When I saw the word in print I flashed on more innocent days, when obscenity still packed a moral punch and I could still be shocked. The context was clean enough: an excerpt from John Dryden’s tragedy Don Sebastian, King Of Portugal (1689). In Act II, Scene 2, Johayma says to her husband the Mufti:
“But otherwise a very filthy Fellow; how odiously
he smells of his Country garlike! fugh, how he stinks of Spain.”
No, not the anti-Spanish sentiment; that
odd-looking four-letter word: fugh. It returned me to my thirteen-year-old self surreptitiously reading The Naked and the Dead (1948), in which
Norman Mailer repeatedly euphemizes the handiest of English monosyllables into fug. I thought I was pretty hip knowing
what he really meant. Around the same
time, while browsing a poetry anthology in a department store book section, I
happened on the genuine article (or verb, or noun . . .) in an Allen Ginsberg
poem. That was a real jolt. Soon Tuli Kupferberg and Ed Sanders formed The Fugs
and a perfectly good word turned flaccid. Kupferberg, that genteel soul, had already founded Fuck You/A Magazine of the Arts.
Back to fugh:
In his Dictionary, Dr. Johnson identifies
the word as an interjection meaning “an expression of abhorrence.” The OED cites only Dryden and Johnson and
says the word derives from the earlier Faugh!
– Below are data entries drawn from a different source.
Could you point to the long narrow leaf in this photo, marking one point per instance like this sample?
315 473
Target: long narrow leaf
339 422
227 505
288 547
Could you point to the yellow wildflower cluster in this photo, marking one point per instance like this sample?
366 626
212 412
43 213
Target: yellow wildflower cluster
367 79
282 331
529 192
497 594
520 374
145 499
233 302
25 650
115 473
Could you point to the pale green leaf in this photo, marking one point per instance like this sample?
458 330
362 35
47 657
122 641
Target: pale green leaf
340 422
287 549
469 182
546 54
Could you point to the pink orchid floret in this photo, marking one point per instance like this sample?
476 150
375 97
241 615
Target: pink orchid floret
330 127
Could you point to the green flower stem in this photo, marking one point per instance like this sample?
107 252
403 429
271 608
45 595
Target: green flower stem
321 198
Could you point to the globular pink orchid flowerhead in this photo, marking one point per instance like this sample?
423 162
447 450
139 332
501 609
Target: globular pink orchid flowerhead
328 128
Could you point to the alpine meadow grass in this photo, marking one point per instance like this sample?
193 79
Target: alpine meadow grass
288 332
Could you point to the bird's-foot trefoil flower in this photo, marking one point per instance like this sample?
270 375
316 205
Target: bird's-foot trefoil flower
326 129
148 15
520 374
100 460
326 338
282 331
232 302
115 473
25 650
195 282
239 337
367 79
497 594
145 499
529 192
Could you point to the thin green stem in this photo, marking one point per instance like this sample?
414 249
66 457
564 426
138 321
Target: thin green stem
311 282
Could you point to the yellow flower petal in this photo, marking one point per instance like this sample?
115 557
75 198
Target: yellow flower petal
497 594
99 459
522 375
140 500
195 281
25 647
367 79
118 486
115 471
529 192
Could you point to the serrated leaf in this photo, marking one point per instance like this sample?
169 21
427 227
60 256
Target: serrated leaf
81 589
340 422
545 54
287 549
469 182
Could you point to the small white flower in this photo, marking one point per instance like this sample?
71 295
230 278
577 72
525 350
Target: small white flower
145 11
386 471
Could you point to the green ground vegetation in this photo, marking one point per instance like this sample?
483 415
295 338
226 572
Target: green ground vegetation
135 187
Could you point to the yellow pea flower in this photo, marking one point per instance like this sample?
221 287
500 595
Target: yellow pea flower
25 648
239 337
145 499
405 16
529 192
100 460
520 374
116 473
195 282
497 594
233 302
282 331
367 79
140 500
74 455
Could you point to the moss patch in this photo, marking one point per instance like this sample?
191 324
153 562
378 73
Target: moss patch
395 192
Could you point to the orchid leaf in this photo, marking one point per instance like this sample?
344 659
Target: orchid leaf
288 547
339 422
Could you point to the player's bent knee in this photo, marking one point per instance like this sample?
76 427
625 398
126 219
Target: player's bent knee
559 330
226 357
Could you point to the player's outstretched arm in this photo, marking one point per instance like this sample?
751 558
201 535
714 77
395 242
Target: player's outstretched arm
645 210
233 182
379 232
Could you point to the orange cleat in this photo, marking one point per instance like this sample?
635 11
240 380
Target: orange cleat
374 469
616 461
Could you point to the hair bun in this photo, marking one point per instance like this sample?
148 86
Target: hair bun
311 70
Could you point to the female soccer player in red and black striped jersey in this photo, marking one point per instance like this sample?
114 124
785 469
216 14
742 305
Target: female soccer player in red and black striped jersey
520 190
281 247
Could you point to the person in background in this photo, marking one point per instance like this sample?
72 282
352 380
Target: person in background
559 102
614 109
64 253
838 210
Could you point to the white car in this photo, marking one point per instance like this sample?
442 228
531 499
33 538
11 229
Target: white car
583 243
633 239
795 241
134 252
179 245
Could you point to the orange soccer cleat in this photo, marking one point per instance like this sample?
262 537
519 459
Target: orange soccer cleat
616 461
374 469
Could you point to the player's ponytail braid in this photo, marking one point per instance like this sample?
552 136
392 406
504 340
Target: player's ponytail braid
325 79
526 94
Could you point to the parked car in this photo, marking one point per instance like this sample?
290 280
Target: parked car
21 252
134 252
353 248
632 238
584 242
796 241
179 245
and its variants, including Foh!, Fah! and Fogh! As to etymology, the
dictionary says: “imitative, representing the action of puffing or blowing away
with the lips.” Which sounds a lot like a Bronx cheer or the old raspberry.
4 comments:
On his 2018 album, "Egypt Station," Paul McCartney (who is 80 today, by the way) has a song titled "Fuh You." And, yes, it's about what you think it's about.
Mailer fought to have the real word in the novel, but the times being what they were, he lost that battle - and knew he was going to lose it.
I don't think it hurts; it's like the studio-enforced upbeat ending of Invasion of the Body Snatchers. We all know how the movie REALLY ends.
The Fugs were awful, but I can still sing several of their songs from memory. They did nice settings for "How sweet I roamed from field to field" and "Ah, sunflower, weary of time ..."
A possibly apocryphal story has it that when the newly-famous Norman Mailer was introduced to Tallulah Bankhead, she said "Oh, yes, you're the young man who can't spell 'fuck'."